Based on the literatures, denormalization is a common technique for schema or data transformation of relational database to NoSQL database [12]. Denormalization is defined as a technique to merge and duplicate related data to eliminate join relationship between tables into a single table [15,19,20]. Denormalization is used to merge and duplicate related data to eliminate join relationship between tables into a single table. There are also proposed works that involved the use of intelligent keys or rowkeys to support denormalization. Unique rowkeys or intelligent keys for identification are determined in the same NoSQL table [12,15,19–23]. Based on the differences in schema transformation techniques, there are no standard guidelines to conduct schema transformation and migration from relational database to NoSQL database [12–16].

An automatic SQL to NoSQL schema transformation technique from MySQL to HBase database is proposed in [21]. It uses denormalization technique and the NoSQL DDI (denormalization, duplication, intelligent keys) design principles to aggregate relational tables into NoSQL table. This technique also used tall-narrow design that allows a table with few columns but many rows to have better query retrieval. Its schema conversion technique parses the SQL table schema automatically and then converts the relationships among the tables into several linked lists. After parsing all the tables, the chained length of all linked list is identified. The row key with the highest cardinality is the combination of all the primary keys with the longest chained length.

Structured denormalization is another denormalization-based technique in schema transformation from relational database to NoSQL database [21]. This technique focuses on the work to autonomously denormalize and re-aggregate SQL tables into NoSQL table and also follow the NoSQL DDI (denormalization, duplication, intelligent keys) design principles. In this technique, schema analysis is performed to review all the primary keys of the SQL table. The rowkey in column oriented NoSQL table is selected from several primary keys and the relationships among the tables in SQL database. After the rowkey is defined, the migration process aggregates all the columns to the NoSQL table. Schema conversion technique in [20] improvised the work in [21] by adding a layer called persistence layer between the application and the NoSQL database for querying. They also built a component called the Mediator using Relational Database Management System (RBDMS) proxy that allows communication between the RDBMS server and the application.
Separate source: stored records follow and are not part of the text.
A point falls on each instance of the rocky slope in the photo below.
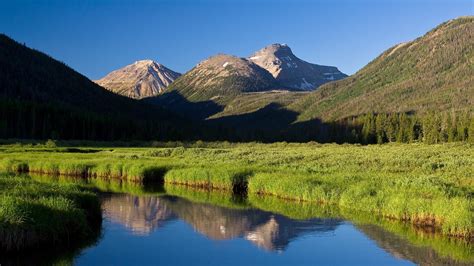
(290, 71)
(141, 79)
(432, 73)
(222, 76)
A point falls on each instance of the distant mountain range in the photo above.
(435, 72)
(271, 95)
(291, 72)
(273, 67)
(139, 80)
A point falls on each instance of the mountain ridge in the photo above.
(292, 72)
(144, 78)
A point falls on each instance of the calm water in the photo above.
(167, 230)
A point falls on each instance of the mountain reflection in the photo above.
(144, 214)
(141, 214)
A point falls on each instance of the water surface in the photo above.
(169, 230)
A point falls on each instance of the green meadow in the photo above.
(34, 214)
(424, 185)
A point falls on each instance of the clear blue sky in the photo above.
(96, 37)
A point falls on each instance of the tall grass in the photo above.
(35, 214)
(428, 185)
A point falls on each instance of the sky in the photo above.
(96, 37)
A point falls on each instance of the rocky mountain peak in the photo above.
(144, 78)
(292, 72)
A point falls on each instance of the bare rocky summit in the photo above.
(290, 71)
(139, 80)
(222, 76)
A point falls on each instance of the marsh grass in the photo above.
(35, 214)
(426, 185)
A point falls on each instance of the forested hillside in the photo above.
(432, 73)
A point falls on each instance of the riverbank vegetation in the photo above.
(426, 185)
(35, 214)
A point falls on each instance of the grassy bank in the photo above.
(40, 215)
(427, 185)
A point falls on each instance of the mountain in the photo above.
(141, 79)
(209, 86)
(290, 71)
(41, 98)
(433, 73)
(222, 76)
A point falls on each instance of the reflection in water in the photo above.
(141, 214)
(266, 230)
(400, 248)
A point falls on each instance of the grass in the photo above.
(35, 214)
(426, 185)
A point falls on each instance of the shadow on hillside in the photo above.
(276, 123)
(270, 123)
(177, 103)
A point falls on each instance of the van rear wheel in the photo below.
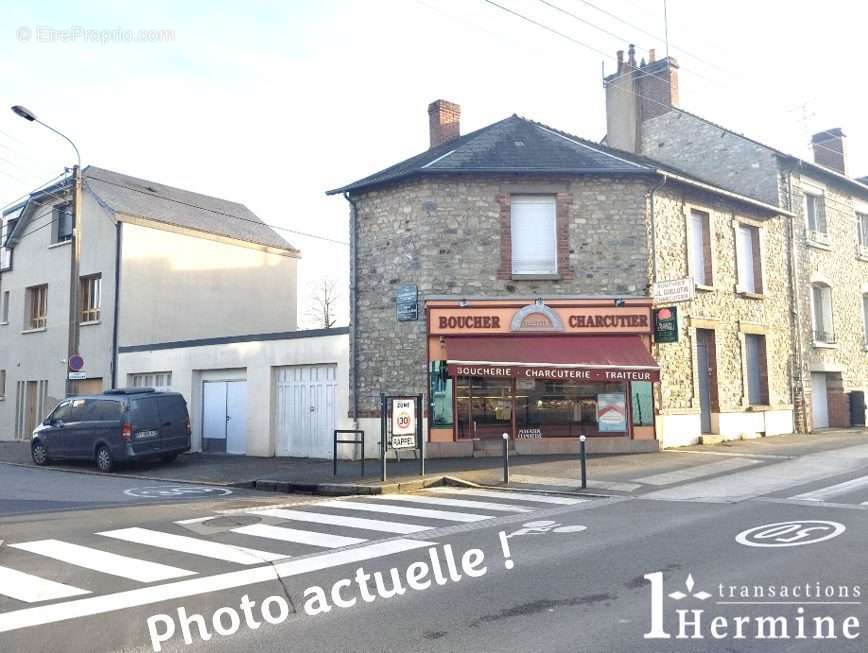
(104, 460)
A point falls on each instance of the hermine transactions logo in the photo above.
(802, 611)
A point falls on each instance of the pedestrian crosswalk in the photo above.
(48, 578)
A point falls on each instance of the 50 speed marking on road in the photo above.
(790, 533)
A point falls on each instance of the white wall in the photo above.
(254, 361)
(179, 287)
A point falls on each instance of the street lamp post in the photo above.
(75, 244)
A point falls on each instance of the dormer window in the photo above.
(64, 222)
(815, 215)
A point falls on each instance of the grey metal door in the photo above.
(704, 371)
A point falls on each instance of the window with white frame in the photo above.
(821, 306)
(862, 224)
(150, 380)
(533, 224)
(815, 214)
(37, 307)
(865, 318)
(700, 248)
(757, 369)
(90, 298)
(64, 221)
(749, 259)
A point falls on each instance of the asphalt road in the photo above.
(91, 579)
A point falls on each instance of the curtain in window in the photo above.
(534, 240)
(698, 246)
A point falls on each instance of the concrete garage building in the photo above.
(261, 395)
(533, 226)
(173, 284)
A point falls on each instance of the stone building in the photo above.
(826, 238)
(533, 253)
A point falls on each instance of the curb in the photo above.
(350, 489)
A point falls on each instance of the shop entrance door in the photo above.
(705, 370)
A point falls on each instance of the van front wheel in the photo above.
(104, 460)
(39, 453)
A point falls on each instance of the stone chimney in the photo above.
(830, 149)
(444, 122)
(636, 93)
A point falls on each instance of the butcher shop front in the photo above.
(557, 368)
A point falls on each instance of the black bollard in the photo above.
(506, 458)
(584, 454)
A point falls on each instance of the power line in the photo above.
(597, 50)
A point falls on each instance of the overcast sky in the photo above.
(272, 103)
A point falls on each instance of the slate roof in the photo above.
(513, 145)
(182, 208)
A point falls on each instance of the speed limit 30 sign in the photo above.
(403, 423)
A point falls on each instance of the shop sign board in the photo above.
(673, 291)
(480, 320)
(407, 303)
(611, 412)
(403, 424)
(578, 373)
(666, 324)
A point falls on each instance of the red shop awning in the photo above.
(562, 358)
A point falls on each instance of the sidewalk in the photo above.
(612, 474)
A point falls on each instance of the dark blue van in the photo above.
(118, 426)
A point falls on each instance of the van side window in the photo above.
(61, 413)
(76, 411)
(104, 411)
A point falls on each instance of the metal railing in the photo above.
(337, 442)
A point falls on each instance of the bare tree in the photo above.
(323, 309)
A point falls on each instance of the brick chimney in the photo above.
(636, 93)
(830, 149)
(444, 122)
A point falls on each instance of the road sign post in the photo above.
(401, 428)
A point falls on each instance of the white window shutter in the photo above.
(697, 248)
(744, 253)
(534, 234)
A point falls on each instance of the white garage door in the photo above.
(306, 410)
(820, 400)
(224, 416)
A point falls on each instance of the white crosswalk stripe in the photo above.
(504, 494)
(286, 524)
(208, 549)
(88, 606)
(833, 490)
(342, 520)
(298, 536)
(408, 512)
(457, 503)
(32, 589)
(103, 561)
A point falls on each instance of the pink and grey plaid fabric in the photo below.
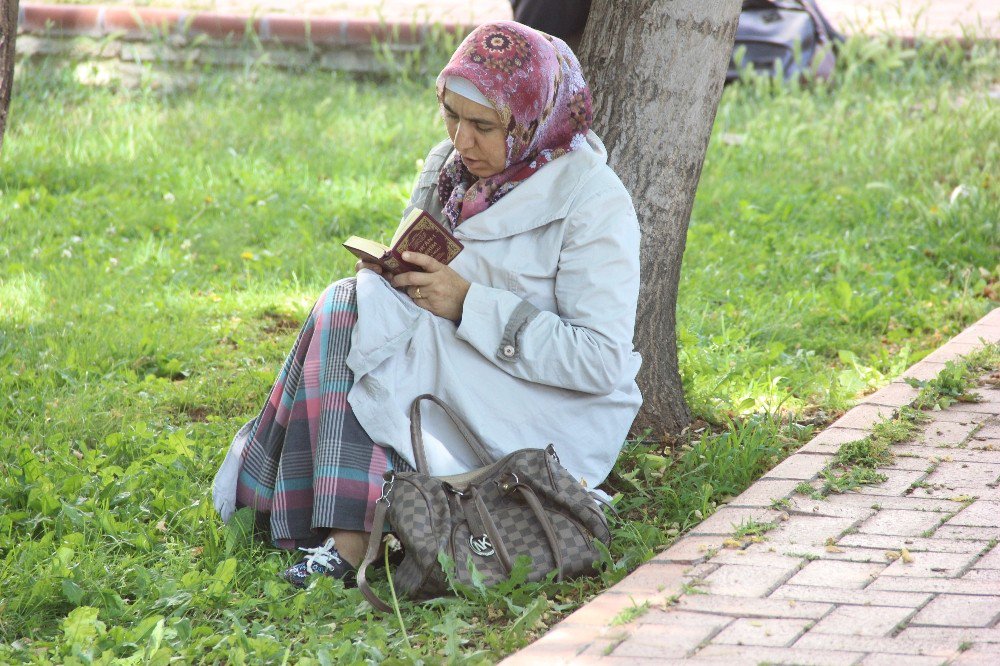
(309, 466)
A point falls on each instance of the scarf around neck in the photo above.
(535, 83)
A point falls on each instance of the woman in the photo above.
(527, 333)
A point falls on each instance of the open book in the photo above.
(418, 232)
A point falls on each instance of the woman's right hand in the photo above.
(364, 264)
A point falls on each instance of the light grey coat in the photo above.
(543, 353)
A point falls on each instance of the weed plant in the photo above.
(158, 252)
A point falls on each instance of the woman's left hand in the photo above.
(439, 290)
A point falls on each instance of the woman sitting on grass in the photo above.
(527, 334)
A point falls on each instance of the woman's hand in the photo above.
(364, 264)
(439, 290)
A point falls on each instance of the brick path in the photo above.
(828, 585)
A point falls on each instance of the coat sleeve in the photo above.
(587, 344)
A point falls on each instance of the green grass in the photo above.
(158, 251)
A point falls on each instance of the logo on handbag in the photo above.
(481, 546)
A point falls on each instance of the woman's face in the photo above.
(477, 132)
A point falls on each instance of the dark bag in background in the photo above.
(526, 503)
(792, 33)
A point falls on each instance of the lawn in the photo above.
(159, 250)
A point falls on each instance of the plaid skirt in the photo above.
(308, 465)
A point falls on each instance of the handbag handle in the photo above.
(374, 541)
(417, 435)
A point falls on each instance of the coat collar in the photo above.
(540, 199)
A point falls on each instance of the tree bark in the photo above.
(656, 69)
(8, 36)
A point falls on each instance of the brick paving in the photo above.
(829, 584)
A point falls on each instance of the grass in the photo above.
(856, 463)
(159, 250)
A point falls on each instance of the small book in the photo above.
(418, 232)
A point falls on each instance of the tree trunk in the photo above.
(8, 35)
(656, 69)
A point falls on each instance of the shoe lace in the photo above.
(324, 555)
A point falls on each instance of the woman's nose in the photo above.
(463, 136)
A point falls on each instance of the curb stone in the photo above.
(819, 588)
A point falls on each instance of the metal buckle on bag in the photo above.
(505, 485)
(452, 489)
(481, 545)
(390, 478)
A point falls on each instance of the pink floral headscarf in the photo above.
(535, 83)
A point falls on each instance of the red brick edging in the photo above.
(144, 23)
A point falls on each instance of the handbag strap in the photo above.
(374, 541)
(417, 435)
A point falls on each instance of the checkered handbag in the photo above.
(524, 504)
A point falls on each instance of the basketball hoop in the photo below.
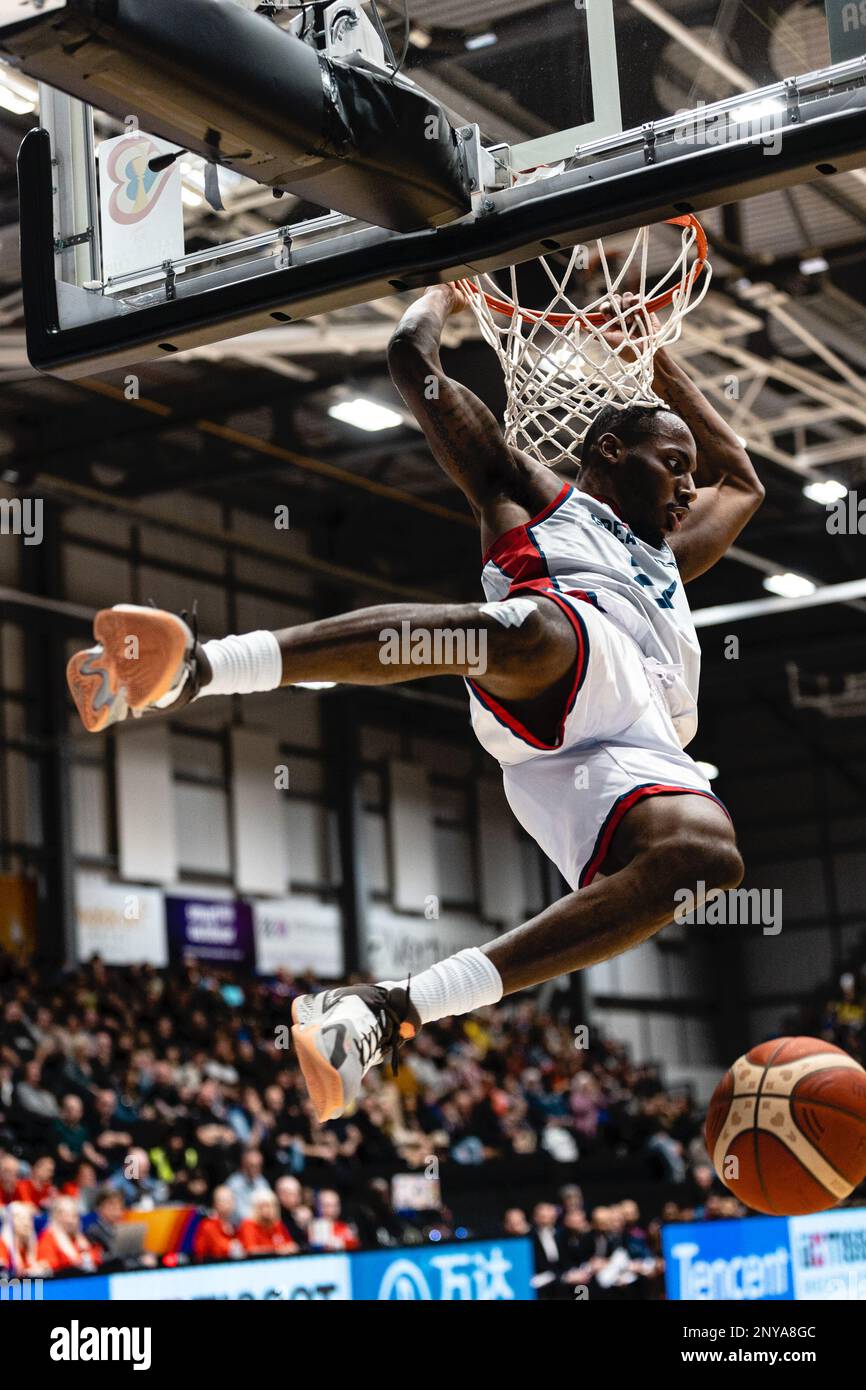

There are also approaches that did not focused on using denormalization. One of the approaches is proposed in [24] by focusing on schema conversion from relational database to NoSQL database using source data model, target data model, and translation of the source data model into a target data model. In this technique, the schema of the relational database is the source data model and the column oriented NoSQL database is the target data model. A data migration algorithm is used for translating the data source model into the target model. The translation technique generates the target schema called the translation pattern and generates the data instances to the target database from the source database. The data conversion process consists of three stages, namely: data extraction to querying a relational database using SQL commands, data processing that involves transformation of data to the target database format, and injection process that injects the destination database. The proposed work in [24] also considers data extraction using existing querying SQL commands; however, without considering data access pattern, the transformation process produces data redundancy in the NoSQL database. A set of conversion rules has been proposed in [13] as a guideline for migration process from the relational to the NoSQL database. The proposed baseline conversion rules are rules on data proximity, column families, data quantity, and access pattern. The proposed conversion rules help database practitioners to transform the relational database to the NoSQL database. However, there was no experiment conducted using the proposed conversion rule guideline and the performance of the transformed NoSQL database is not measured.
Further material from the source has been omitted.